Sovmots Investments Ltd v Secretary of State for the Environment [1979] AC 144
Property Law – Compulsory Purchase – Ancillary rights
Facts:
A 150 year lease was granted to S Ltd (appellant) who built an office complex. 36 residential maisonettes were on top of the office complex but were not inhabited. The London Borough Council (LBC) purchased the flats as a leasehold. A special right of access was granted over the lifts and stairs. Ancillary rights were expressly passed in the conveyance (water, gas, electricity). LBC subleased the flats to B Ltd (appellant). A public inquiry found that even though LBC did not purchase the flats as a freehold, it did not invalidate the compulsory purchase as LBC had grounds to do so under s 189(1) of the Housing Act 1957 (the Act). The appellants objected.
Issues:
Whether the maisonettes were houses under the definition and whether the ancillary rights were required to be specified in the compulsory purchase order.
Held:
The appeal was allowed. Wheeldon v Burrows was considered, finding that the ancillary rights sought to be acquired did not pass under the first rule of Wheeldon. Instead, it related to voluntary conveyances for the sale of land and was established on the principle that a grantor could not derogate from his own grant. It did not apply to a compulsory purchase. Further the ancillary rights did not suffice s 62 of the Law of Property Act 1925 as it could not operate unless there had been some diversity of ownership or occupation of the quasi-dominant and quasi-servient tenements to the conveyance. The ancillary rights did not pass by necessary implication even though the definition of a “house” under s 189(1) of the Act was wide.
Updated 21 March 2026
This case summary accurately states the decision in Sovmots Investments Ltd v Secretary of State for the Environment [1979] AC 144. The core legal principles affirmed by the House of Lords remain good law: (1) the rule in Wheeldon v Burrows does not apply to compulsory acquisition because it rests on the principle that a grantor cannot derogate from his own grant, a voluntary concept inapplicable where land is taken compulsorily; and (2) section 62 of the Law of Property Act 1925 requires prior diversity of ownership or occupation as between the quasi-dominant and quasi-servient tenements before it can operate on a conveyance.
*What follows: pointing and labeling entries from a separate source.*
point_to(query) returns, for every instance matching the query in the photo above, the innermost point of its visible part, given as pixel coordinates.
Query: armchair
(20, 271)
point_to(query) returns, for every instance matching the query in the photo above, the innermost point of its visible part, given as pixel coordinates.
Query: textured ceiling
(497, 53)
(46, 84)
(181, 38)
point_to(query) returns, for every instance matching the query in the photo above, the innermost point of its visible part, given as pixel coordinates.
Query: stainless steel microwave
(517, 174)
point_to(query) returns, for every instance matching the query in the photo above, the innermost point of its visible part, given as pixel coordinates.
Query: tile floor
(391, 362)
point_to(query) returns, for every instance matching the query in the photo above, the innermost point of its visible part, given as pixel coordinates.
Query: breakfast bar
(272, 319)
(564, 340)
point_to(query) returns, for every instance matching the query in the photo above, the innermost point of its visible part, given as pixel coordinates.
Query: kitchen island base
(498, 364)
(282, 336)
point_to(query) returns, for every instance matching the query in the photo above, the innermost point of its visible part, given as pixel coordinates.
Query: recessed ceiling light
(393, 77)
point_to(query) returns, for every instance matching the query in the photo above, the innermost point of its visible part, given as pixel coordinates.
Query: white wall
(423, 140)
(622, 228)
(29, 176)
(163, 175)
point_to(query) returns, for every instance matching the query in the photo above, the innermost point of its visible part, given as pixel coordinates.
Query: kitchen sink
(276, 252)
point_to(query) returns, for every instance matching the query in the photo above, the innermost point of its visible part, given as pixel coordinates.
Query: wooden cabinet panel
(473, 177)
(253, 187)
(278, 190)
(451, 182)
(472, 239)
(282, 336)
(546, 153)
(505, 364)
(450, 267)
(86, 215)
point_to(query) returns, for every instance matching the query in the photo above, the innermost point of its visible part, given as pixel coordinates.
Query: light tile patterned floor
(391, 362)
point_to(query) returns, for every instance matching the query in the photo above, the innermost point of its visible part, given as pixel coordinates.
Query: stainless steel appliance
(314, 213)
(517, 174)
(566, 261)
These principles continue to be cited in land law and compulsory purchase contexts. Note that the Housing Act 1957 has been repealed and replaced by later housing legislation, but this does not affect the enduring authority of the case on the general law of easements and compulsory purchase. Students should be aware that subsequent case law, including P & S Platt Ltd v Crouch [2003] EWCA Civ 1110, has further refined the operation of section 62 LPA 1925, particularly the diversity of occupation requirement. The article remains broadly accurate for its purpose as a case summary.